Computer Sciences Corporation (NYSE:CSC)has long been a favorite holding of David Einhorn, whose confidence in the company’s turnaround is starting to pay off. Already having doubled in market price since Einhorn’s investment, the company still trades for just 7.5 times trailing earnings.
Meanwhile, Computer Sciences continues its efforts to boost margins, which have only recently recovered to the level experienced before the company took a big bath in 2012.
In fact, the company is already exceeding Einhorn’s expectations; the activist investor stated at the time of his purchase that he expected the company to eventually earn $4 to $5 per share. Over the last four quarters, the company earned over $6 per share. If the company can maintain this level of profitability, the stock — now trading at around $45 per share — is a bargain.
No moat, but a decent business
Computer Sciences Corporation (NYSE:CSC) does not have a durable competitive advantage that will enable it to earn outsized profits for decades into the future. However, the company currently has a significant advantage in expertise and IP in its core markets, in addition to a long history of good relations with government customers. Although the company’s reliance on government spending could sink the company if austerity measures are imposed by Congress, such a scenario is unlikely to occur in the near future.
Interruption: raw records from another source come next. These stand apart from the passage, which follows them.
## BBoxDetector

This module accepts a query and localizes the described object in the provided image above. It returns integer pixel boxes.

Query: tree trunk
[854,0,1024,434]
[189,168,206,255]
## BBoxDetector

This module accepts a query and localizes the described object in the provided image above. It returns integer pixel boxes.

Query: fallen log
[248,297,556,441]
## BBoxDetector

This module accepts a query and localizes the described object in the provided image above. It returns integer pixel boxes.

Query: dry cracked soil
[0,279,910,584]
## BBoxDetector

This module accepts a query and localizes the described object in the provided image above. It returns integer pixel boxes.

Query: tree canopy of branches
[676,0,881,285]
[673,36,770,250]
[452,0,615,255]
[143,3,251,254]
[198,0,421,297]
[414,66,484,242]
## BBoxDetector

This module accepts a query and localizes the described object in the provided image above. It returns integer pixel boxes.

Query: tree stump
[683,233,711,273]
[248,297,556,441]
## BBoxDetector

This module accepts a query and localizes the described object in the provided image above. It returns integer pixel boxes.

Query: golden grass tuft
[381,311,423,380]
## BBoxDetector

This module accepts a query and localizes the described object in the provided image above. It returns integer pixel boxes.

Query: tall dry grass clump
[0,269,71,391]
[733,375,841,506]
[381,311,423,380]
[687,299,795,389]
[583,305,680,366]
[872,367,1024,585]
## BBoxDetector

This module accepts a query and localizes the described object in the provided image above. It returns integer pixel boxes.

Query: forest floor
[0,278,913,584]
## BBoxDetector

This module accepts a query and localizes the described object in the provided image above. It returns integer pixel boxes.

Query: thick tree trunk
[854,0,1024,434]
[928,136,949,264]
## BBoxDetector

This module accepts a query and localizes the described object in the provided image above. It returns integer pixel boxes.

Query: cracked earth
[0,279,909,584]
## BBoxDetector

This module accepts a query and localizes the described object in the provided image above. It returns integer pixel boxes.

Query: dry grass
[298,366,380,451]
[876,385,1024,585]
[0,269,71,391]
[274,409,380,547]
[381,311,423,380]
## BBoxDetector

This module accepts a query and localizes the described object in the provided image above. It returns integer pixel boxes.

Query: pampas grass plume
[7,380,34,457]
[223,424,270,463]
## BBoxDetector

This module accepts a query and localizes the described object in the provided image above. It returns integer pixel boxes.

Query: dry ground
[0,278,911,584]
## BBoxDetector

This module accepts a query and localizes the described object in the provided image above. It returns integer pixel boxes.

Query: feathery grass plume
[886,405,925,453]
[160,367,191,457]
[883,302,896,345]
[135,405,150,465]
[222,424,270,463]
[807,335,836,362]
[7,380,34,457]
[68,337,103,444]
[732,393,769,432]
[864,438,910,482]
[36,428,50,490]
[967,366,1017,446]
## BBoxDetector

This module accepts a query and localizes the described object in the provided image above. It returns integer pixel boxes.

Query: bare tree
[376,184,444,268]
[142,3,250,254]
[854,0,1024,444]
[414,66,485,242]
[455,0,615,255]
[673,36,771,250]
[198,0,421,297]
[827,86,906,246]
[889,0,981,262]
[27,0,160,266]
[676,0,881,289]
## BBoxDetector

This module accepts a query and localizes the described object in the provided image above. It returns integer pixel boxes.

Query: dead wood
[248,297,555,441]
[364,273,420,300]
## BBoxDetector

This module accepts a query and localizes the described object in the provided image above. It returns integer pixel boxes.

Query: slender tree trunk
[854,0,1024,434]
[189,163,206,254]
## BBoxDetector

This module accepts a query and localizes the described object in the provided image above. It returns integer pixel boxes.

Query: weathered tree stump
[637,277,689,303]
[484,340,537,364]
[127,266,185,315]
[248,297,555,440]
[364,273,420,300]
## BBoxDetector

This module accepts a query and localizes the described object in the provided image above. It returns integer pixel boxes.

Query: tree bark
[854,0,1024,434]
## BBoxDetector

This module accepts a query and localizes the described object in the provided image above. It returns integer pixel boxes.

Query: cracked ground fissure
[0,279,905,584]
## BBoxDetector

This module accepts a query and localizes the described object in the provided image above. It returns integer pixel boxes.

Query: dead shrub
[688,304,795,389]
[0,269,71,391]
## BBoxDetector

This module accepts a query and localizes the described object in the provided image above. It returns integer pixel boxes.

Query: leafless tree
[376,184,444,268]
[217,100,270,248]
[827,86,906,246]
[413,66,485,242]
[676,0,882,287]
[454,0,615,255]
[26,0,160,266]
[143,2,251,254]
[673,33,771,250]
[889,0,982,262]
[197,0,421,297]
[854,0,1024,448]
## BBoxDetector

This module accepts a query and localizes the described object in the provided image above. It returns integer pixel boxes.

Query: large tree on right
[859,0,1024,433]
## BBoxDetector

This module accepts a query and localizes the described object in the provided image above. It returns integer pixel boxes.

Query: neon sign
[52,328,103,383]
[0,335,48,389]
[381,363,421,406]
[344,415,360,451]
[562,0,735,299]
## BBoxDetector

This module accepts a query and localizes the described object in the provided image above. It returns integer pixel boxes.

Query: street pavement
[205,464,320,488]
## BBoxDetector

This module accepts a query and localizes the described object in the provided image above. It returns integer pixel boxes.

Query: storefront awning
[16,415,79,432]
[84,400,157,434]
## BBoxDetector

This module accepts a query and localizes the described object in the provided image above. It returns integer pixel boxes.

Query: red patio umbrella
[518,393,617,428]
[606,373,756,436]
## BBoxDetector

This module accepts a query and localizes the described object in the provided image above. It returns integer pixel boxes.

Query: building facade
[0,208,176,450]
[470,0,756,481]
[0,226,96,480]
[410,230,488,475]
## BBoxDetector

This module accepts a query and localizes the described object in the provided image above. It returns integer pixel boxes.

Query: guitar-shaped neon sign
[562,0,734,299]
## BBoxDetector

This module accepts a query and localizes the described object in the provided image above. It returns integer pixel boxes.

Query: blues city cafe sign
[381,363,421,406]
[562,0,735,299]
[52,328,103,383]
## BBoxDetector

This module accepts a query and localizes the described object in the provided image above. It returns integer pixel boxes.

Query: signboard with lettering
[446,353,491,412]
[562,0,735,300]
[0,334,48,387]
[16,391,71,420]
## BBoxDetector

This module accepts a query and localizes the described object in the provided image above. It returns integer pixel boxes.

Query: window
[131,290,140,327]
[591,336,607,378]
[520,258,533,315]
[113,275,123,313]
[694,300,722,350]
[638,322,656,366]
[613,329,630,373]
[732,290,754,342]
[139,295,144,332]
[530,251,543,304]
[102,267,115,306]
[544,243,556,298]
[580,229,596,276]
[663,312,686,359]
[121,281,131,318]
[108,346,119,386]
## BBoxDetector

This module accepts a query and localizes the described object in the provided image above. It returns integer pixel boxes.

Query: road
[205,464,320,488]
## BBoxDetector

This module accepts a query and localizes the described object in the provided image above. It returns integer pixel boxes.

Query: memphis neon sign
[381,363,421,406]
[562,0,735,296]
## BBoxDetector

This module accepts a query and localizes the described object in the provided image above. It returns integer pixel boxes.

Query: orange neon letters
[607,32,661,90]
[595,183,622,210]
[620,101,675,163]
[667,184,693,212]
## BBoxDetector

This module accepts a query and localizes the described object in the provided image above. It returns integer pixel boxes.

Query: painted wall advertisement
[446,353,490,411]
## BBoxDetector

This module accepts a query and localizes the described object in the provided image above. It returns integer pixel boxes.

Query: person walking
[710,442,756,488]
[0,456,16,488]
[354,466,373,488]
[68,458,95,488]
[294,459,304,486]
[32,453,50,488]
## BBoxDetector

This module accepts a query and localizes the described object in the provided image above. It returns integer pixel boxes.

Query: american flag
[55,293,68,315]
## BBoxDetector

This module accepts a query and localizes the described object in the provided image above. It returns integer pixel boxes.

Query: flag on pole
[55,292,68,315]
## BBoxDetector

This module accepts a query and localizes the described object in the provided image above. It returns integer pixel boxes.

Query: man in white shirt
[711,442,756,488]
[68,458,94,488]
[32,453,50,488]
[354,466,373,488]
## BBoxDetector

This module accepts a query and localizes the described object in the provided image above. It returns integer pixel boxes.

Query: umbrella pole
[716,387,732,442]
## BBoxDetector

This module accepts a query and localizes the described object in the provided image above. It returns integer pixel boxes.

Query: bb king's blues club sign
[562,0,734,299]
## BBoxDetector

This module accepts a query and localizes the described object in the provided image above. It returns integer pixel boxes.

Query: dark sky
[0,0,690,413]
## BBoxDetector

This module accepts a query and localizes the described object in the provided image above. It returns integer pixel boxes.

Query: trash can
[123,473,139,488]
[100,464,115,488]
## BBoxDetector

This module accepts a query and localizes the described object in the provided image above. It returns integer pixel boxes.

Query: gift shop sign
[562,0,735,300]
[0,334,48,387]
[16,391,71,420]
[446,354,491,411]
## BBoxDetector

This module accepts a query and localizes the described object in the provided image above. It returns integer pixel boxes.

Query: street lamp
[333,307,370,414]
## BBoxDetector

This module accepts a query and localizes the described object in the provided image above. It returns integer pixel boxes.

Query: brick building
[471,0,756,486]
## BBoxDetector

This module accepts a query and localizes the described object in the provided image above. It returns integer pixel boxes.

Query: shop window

Instead, Computer Sciences’ main obstacle comes in the form of Cognizant Technology Solutions Corp (NASDAQ:CTSH) and other competitors. Although Cognizant is not as reliant on government contracts as Computer Sciences — Cognizant is focused on growth in Western Europe — it poaches more than its fair share of highly-trained employees from Computer Sciences. As the battle for qualified employees intensifies, Computer Sciences Corporation (NYSE:CSC) and Cognizant will continue to grow their backlogs and employee salaries will continue to rise.
However, Cognizant’s raid on employees is not likely to come to an end any time soon. As a latecomer to the fast-growing European market, the company has some catching up to do; it is aggressively expanding in the region. In addition, the company is also having trouble filling employment vacancies in its U.S. business; the company relies on American personnel to recruit and retain American customers. These personnel concerns make a long battle for employees a likely scenario.
Despite Computer Sciences’ deep relationships with U.S. state and federal governments, the company earns significantly lower returns on invested capital than Cognizant.